Witan bumps up Amazon exposure on share price weakness

Last year portfolio was repositioned to become more global

Amazon: inside a fulfilment centre
2 minutes

The Witan Investment Trust bumped up its position in Amazon in September as one of its underlying portfolio managers looked to capitalise on share price weakness.

During the month, the trust delivered a net asset value total return of -1.9% while the share price total return was -2.2% which managers, Witan CEO Andrew Bell and investment director James Hart, said was broadly in line with the benchmark – a composite of 85% MSCI All Country World index and 15% MSCI UK IMI index.

Bell and Hart noted in the latest factsheet that equity markets ended the third quarter of 2021 in a “downbeat mood” owing to fears of higher inflation.
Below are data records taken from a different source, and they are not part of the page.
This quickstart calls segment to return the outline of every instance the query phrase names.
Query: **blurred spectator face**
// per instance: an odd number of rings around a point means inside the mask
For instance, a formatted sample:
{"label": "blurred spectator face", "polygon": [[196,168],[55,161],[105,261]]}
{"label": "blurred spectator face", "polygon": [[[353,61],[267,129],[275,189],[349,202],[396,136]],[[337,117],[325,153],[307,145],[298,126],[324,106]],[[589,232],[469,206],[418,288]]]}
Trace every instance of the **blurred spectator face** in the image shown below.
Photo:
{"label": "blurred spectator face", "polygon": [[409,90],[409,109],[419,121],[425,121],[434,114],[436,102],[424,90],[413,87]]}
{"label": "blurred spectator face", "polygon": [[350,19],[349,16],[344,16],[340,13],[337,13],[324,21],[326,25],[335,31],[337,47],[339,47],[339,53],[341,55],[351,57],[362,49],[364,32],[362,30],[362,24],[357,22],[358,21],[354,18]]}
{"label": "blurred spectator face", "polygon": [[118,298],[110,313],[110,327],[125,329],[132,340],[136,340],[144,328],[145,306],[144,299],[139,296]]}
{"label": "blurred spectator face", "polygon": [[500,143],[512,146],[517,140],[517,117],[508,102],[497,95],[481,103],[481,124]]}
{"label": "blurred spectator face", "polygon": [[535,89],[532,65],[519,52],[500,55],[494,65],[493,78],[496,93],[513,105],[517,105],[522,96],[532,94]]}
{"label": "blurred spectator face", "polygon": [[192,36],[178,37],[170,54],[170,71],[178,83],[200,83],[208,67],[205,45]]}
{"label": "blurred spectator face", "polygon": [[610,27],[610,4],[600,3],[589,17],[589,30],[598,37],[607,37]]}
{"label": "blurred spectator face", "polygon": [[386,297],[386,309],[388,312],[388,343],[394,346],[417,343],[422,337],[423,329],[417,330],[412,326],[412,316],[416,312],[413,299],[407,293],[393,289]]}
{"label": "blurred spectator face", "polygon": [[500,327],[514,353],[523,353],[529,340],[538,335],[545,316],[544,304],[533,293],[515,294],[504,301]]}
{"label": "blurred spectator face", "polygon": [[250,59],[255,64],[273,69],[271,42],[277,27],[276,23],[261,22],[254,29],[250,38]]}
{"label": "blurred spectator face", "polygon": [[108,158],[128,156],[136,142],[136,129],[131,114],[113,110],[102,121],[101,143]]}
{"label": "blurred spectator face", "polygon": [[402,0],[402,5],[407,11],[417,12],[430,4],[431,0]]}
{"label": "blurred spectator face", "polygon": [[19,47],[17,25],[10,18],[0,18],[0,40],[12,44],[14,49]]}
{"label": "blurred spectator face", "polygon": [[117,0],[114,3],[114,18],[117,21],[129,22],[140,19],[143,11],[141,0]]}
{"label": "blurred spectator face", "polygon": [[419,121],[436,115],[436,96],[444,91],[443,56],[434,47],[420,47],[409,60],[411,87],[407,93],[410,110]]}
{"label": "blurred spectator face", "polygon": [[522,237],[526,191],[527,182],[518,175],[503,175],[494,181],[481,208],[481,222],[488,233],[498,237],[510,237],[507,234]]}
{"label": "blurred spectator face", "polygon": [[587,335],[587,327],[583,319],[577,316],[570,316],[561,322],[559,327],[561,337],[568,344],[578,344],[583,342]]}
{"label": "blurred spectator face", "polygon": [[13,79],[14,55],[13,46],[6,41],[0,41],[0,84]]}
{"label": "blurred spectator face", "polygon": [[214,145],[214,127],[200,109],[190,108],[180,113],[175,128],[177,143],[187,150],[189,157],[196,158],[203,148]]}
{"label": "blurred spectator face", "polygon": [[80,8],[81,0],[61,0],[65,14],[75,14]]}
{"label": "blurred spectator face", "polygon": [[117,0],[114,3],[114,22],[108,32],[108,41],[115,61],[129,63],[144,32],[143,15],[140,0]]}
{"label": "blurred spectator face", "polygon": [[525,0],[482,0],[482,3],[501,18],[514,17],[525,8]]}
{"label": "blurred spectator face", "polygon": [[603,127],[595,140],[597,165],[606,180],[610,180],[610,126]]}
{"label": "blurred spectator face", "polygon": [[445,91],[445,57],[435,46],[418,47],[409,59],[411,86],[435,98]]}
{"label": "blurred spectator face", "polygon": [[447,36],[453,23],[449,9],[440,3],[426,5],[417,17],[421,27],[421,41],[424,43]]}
Meanwhile, bond yields rose sharply at the end of the month, while energy prices spiked and the UK experienced fuel delivery issues amid concerns over shortages in other goods and services ranging from semi-conductors to labour to wind.

The trust uses a multi-manager approach with the portfolio run by 11 underlying managers and one ETF. Bell and Hart said one of the underlying managers added to Amazon during the month as relative share price weakness provided a more attractive entry point. It was the portfolio’s top purchase during the month at £17.1m.

Elsewhere, WestRock, a US-based paper and packaging manufacturer, was added to the portfolio, identified by the manager in question as “specifically addressing the structural shift to more sustainable packaging and a drive to cut the use of plastics in food and retail packaging”.

In addition, US life sciences company, Repligen, was added. This, the Witan team said, is a pure play on the secular growth of biologics which is being driven by demographic trends, innovation in drug development and advances in personalised medicine.

Top sales in the portfolio during the month were the Vanguard S&P 500 ETF, Abbott Laboratories, Charter Communications, Rio Tinto, Alphabet and Moody’s.

The underlying managers’ top concerns were inflation, lingering pandemic uncertainty, geopolitics, specifically in China, and evolving growth opportunities from infrastructure, electrification, digitisation and the revolution in medical science, the factsheet said.

In September last year, the portfolio managers ditched a £54m UK equity mandate plus a US equities ETF and handed the resulting $300m (£227.2m) to active US managers as it repositioned the portfolio to become more global.

The latest factsheet showed the portfolio has a 38% weighting in North America, 21% in the UK, 17% in Europe, 7% in Asia, 3% in Japan, and 1% in other. It has a 13% exposure to other investment companies.

The trust is trading on a 7.8% discount to net asset value, according to Association of Investment Companies data.